European Monetary Paralysis

Nick Rowe explains that the Eurozone’s woes go beyond inadequate labor market and fiscal integration, it’s not really even sufficient monetary policy integration:

But the lender of last resort matters more. The US has an effective lender of last resort. The Fed has the political authority to print as many US dollars as are needed. The only effective limits are the risks of inflation and moral hazard. The Eurozone does not have an effective lender of last resort. The individual Eurozone countries do not have their own central banks. The ECB lacks the political authority to print as many Euros as are needed.

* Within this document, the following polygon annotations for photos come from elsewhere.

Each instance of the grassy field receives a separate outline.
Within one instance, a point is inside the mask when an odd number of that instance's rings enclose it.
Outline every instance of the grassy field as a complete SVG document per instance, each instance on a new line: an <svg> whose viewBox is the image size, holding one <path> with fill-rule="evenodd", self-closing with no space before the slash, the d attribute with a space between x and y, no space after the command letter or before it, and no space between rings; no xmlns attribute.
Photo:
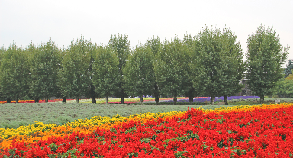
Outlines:
<svg viewBox="0 0 293 158"><path fill-rule="evenodd" d="M229 106L231 105L224 106ZM75 120L89 118L97 115L111 117L118 114L127 116L148 112L185 111L188 107L191 108L200 106L204 109L214 109L221 106L56 103L3 104L0 105L0 111L2 111L0 113L0 128L15 128L21 126L31 124L35 121L46 124L62 125Z"/></svg>

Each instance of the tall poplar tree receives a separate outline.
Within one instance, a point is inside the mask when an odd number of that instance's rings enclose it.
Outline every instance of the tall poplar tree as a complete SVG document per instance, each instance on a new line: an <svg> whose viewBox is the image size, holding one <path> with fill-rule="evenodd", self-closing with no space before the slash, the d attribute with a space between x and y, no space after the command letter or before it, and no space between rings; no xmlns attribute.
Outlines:
<svg viewBox="0 0 293 158"><path fill-rule="evenodd" d="M93 65L92 82L97 93L105 97L108 104L108 96L120 89L119 60L116 53L108 46L101 45L96 51Z"/></svg>
<svg viewBox="0 0 293 158"><path fill-rule="evenodd" d="M177 36L171 41L165 40L161 50L158 52L154 62L156 80L160 89L165 94L171 94L174 105L177 96L184 94L188 80L188 57L182 41Z"/></svg>
<svg viewBox="0 0 293 158"><path fill-rule="evenodd" d="M281 66L288 56L290 47L284 48L272 26L266 29L261 24L248 36L246 56L247 84L252 92L260 98L272 94L279 80L284 76Z"/></svg>
<svg viewBox="0 0 293 158"><path fill-rule="evenodd" d="M0 89L4 96L15 99L27 95L30 83L27 56L14 42L3 55L0 66Z"/></svg>
<svg viewBox="0 0 293 158"><path fill-rule="evenodd" d="M152 63L153 63L155 62L156 59L156 56L158 52L160 49L161 49L162 47L162 43L161 43L159 37L157 37L157 38L155 38L153 36L153 37L150 39L148 39L146 42L146 44L150 47L152 52L154 56L153 60ZM153 69L153 67L152 68ZM154 78L155 72L153 72L154 73L153 76ZM156 102L156 105L159 104L159 90L158 85L158 82L156 80L155 80L155 82L154 83L154 89L153 93L155 97L155 101Z"/></svg>
<svg viewBox="0 0 293 158"><path fill-rule="evenodd" d="M150 47L141 44L137 45L133 51L128 56L122 69L123 87L129 95L139 96L140 104L142 105L143 95L150 95L153 92L153 55Z"/></svg>
<svg viewBox="0 0 293 158"><path fill-rule="evenodd" d="M50 39L32 50L30 58L31 82L29 92L37 99L44 97L48 102L57 92L57 73L61 62L59 49Z"/></svg>
<svg viewBox="0 0 293 158"><path fill-rule="evenodd" d="M245 65L242 58L243 52L240 41L236 40L237 36L232 33L230 28L225 26L223 30L222 42L224 49L223 52L224 61L226 63L223 68L224 76L226 77L222 83L224 86L221 88L222 95L224 96L225 105L228 105L227 97L233 96L241 90L242 85L239 84L244 76Z"/></svg>
<svg viewBox="0 0 293 158"><path fill-rule="evenodd" d="M193 70L191 68L192 66L191 66L193 64L193 61L191 59L192 56L193 55L193 53L194 51L194 45L195 41L194 38L192 37L191 35L189 34L188 35L187 34L187 33L183 37L183 42L185 51L186 51L188 55L188 57L186 58L186 60L188 63L188 68L187 69L188 79L186 81L187 90L185 91L185 94L186 97L189 98L188 101L190 105L192 105L193 97L198 94L197 91L195 90L193 87L192 81L194 76L196 74L193 73Z"/></svg>
<svg viewBox="0 0 293 158"><path fill-rule="evenodd" d="M91 44L82 36L75 42L72 40L63 59L63 69L59 71L61 93L63 96L76 97L77 103L79 98L89 90Z"/></svg>
<svg viewBox="0 0 293 158"><path fill-rule="evenodd" d="M216 27L210 30L206 25L195 37L192 55L193 86L201 94L210 96L212 105L216 97L227 98L238 88L242 70L237 64L242 58L236 37L230 29L222 32Z"/></svg>
<svg viewBox="0 0 293 158"><path fill-rule="evenodd" d="M130 52L130 44L127 39L128 36L125 34L124 36L122 35L119 35L118 34L118 36L116 34L114 36L112 35L109 41L109 45L111 49L115 51L117 54L117 57L119 60L119 72L122 78L123 78L123 73L122 69L125 66L126 60L127 59L128 55ZM120 102L124 104L124 97L126 95L125 91L123 87L123 80L121 80L119 84L119 87L120 90L116 93L115 95L121 98Z"/></svg>

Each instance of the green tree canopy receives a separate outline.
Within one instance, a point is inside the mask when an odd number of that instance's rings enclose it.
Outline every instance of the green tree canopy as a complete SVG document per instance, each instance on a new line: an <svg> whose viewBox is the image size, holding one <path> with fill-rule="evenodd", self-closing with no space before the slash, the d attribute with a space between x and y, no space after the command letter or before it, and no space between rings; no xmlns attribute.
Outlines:
<svg viewBox="0 0 293 158"><path fill-rule="evenodd" d="M223 53L224 59L223 59L227 65L224 65L224 76L226 80L223 83L224 85L222 88L222 95L224 96L225 104L228 105L227 96L231 96L238 93L243 87L240 85L239 81L243 76L245 65L242 58L243 52L241 48L240 42L237 42L237 36L232 33L230 28L225 26L223 30L222 41L224 49Z"/></svg>
<svg viewBox="0 0 293 158"><path fill-rule="evenodd" d="M226 27L222 32L216 26L210 30L206 25L195 39L191 62L194 87L210 96L214 105L215 97L227 98L239 89L243 53L236 36Z"/></svg>
<svg viewBox="0 0 293 158"><path fill-rule="evenodd" d="M32 50L29 58L30 93L35 98L44 97L48 102L49 98L57 92L57 73L61 62L60 50L50 39L34 49L32 44L29 47L29 50Z"/></svg>
<svg viewBox="0 0 293 158"><path fill-rule="evenodd" d="M0 66L0 89L8 99L15 99L27 95L29 72L27 56L14 42L3 54Z"/></svg>
<svg viewBox="0 0 293 158"><path fill-rule="evenodd" d="M157 38L155 38L154 36L153 37L150 39L149 39L146 40L146 45L148 47L150 47L151 48L152 52L154 56L153 61L152 63L153 63L155 60L155 57L156 56L158 52L159 51L160 49L161 49L162 47L162 43L161 43L159 37L157 37ZM152 69L153 69L153 65ZM155 77L155 72L153 71L154 73L153 76ZM158 82L155 80L155 82L154 83L154 89L153 94L155 98L155 101L156 102L156 105L158 105L159 104L159 95L160 94L160 90L159 89L158 85Z"/></svg>
<svg viewBox="0 0 293 158"><path fill-rule="evenodd" d="M286 65L286 68L284 70L284 73L285 74L285 76L284 77L286 78L288 77L288 76L290 74L292 74L291 70L293 69L293 61L291 59L289 59L288 61L288 64Z"/></svg>
<svg viewBox="0 0 293 158"><path fill-rule="evenodd" d="M174 104L177 95L184 94L188 81L188 54L182 41L176 36L171 41L165 40L154 63L156 80L163 93L172 94Z"/></svg>
<svg viewBox="0 0 293 158"><path fill-rule="evenodd" d="M261 24L247 40L247 84L252 92L263 103L264 95L271 95L279 80L283 76L281 65L285 62L289 47L284 48L272 26L266 29Z"/></svg>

Suppose you abolished the US Federal government. So you needed all 50 State governments to agree before the Fed could act as lender of last resort to one of those State governments. And suppose some of those US State governments had as much debt as Greece, or were bailing out their banks like Ireland. Think all 50 State governments would agree on anything? I don’t. (And they all at least speak the same language, and really do all think of themselves as part of the same nation). Think it would matter? I do.

Tim Fernholz’s five positive economic signs for 2011 is fairly persuasive to me, but the big problem is that there are a lot of possibility for new negative shocks. And the shocks coming from Europe, in particular, are potentially enormous. And I’m not at confident that we’ll respond adequately if shocks do come.